Assalto à mão desarmada

Com a casa às escuras, ia descalço da cozinha em direção ao quarto quando ouvi um barulho vindo da sala que me deixou alarmado. Seria o gato? Impossível, porque deixara de tê-lo em casa no dia em levei adulto um cão de raça rottweiler que pertencia ao meu cunhado. Nesse caso, seria o cão? Impossível, porque também não o tinha desde que resolveu ir atrás do gato, que imediatamente fugira de casa com medo assim que o viu.

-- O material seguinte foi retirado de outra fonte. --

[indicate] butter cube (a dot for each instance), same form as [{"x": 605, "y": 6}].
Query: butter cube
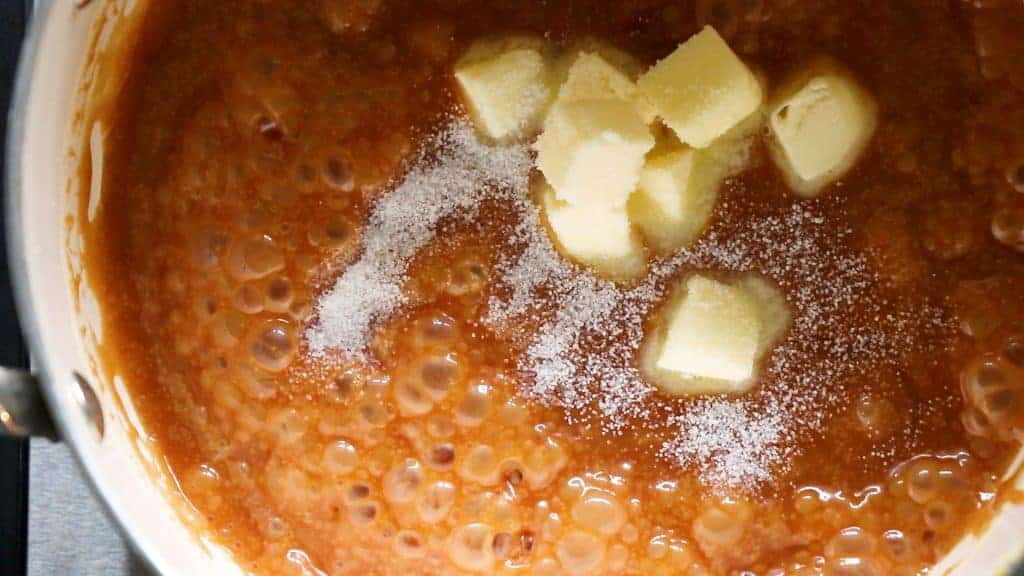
[
  {"x": 714, "y": 332},
  {"x": 679, "y": 186},
  {"x": 701, "y": 89},
  {"x": 601, "y": 74},
  {"x": 820, "y": 122},
  {"x": 507, "y": 86},
  {"x": 674, "y": 198},
  {"x": 598, "y": 237},
  {"x": 591, "y": 152}
]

O som de passos e objetos a serem retirados do lugar, aguçou-me a curiosidade à passagem pelo corredor e com o à-vontade de quem circula sem constrangimentos na casa em que mora, resolvi empurrar a porta da sala que estava encostada e entrar sem pedir licença.

Dei de caras com um homem que ficou tão espantado como eu por me ver, que devia ser um ladrão porque nunca o vira mais gordo vestido com um blusão de couro castanho em bom estado mas à justa nos ombros, que teria roubado a um sujeito mais magro. Calças de bombazina de bom corte mas rasgadas nos joelhos, onde raspou certamente com as pernas nalguma chapa para fugir à pressa de um anterior assalto. Trazia ainda um saco de lona e luvas de lã negras calçadas, a cobrir as mãos de que devia estar a suar por ser apanhado de surpresa e um lenço a tapar a face posterior do rosto, como se não devesse cobri-lo inteiramente, de vergonha pelo modo como ganhava a vida à custa de cidadãos incautos como eu.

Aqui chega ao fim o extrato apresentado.